At the time, Wijte wrote in a professional magazine Cobouw note that his research method indeed scientific although it was commissioned engineering. The professor states that he has followed all the rules and that his work is verifiable. He declined to comment further now that a new subpoena has been issued.
In the appeal that will soon be filed, Plug again demands 10 million euros, and asks the judge to look again: did this report by Bureau Hageman, which cost him his company, not gain much weight in the aftermath of the accident? and the lawsuit?
Not without a chance
Apart from the LOWI ruling, Plug has had few new pieces of evidence since the first court case. Nevertheless, according to engineer Nico Scholten of the Expertise Center for Construction Regulations (ERB), he certainly does not stand a chance in the appeal. “The only question is whether the judge this time asks for an independent technical opinion about the cause of the collapse of the parking garage, and includes all known facts.”

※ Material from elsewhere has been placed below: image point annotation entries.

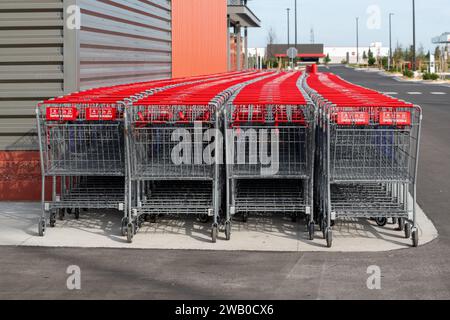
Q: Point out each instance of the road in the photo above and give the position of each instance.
(421, 273)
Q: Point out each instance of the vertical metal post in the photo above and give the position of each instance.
(296, 24)
(228, 44)
(239, 47)
(71, 49)
(390, 41)
(289, 43)
(357, 40)
(414, 36)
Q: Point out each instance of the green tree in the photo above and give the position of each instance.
(364, 55)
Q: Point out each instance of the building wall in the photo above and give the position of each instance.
(40, 57)
(199, 32)
(124, 41)
(337, 54)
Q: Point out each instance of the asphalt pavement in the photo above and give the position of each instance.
(415, 273)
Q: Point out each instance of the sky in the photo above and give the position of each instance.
(334, 21)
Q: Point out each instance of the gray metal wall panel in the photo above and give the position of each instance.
(31, 66)
(124, 41)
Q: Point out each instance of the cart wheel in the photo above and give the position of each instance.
(381, 222)
(52, 220)
(41, 227)
(311, 228)
(130, 232)
(408, 230)
(61, 214)
(203, 218)
(228, 230)
(214, 233)
(123, 226)
(329, 237)
(415, 237)
(324, 229)
(401, 224)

Scholten, who is involved on behalf of the ERB in the content and development of Dutch building regulations, says he can support Plug’s reading. He argues that numerous load tests have been carried out in the Netherlands and abroad with comparable floors, including on the part of the Eindhoven parking garage that has not collapsed. “Even under very heavy pressure, they could not break those floors – even though they would be unsafe according to the assessment model of the ministry. Moreover: this type of flooring is still used all over the world. If anything was wrong with it, more buildings would have collapsed or inexplicably bent. That is not true.”
Scholten also questions the TNO counter-study, which was published in mid-April 2022. “That should have been a broader view, but it was decided to work from Hageman’s research hypothesis, without international coordination. And that while there is also recent research from the Catholic University of Leuven that casts doubt on Hageman’s reading.”
BubbleDeck director Plug now feels that everyone is conspiring against him. The Ministry of the Interior? Fears millions of claims if it turns out that the eviction and reinforcement of buildings it was obliged to do was not necessary. TNO? Works on behalf of the ministry. Professor Simon Wijte? If he withdraws his report now, his reputation will be ruined. Building owners? Hide and say nothing for fear that their buildings will become unsaleable. Engineering firms? Make millions from re-screening and reinforcing floors. “All those heavy anchors cost hundreds of millions and are completely unnecessary.”
When asked about his expectations of the appeal, Plug is cynical. “If you see my evidence and there would be an independent judge, I can’t imagine losing it. But I do take it seriously, I no longer trust the government and the legal system.”
BAM has until May 17 to respond to the allegations. The case could go to court this year.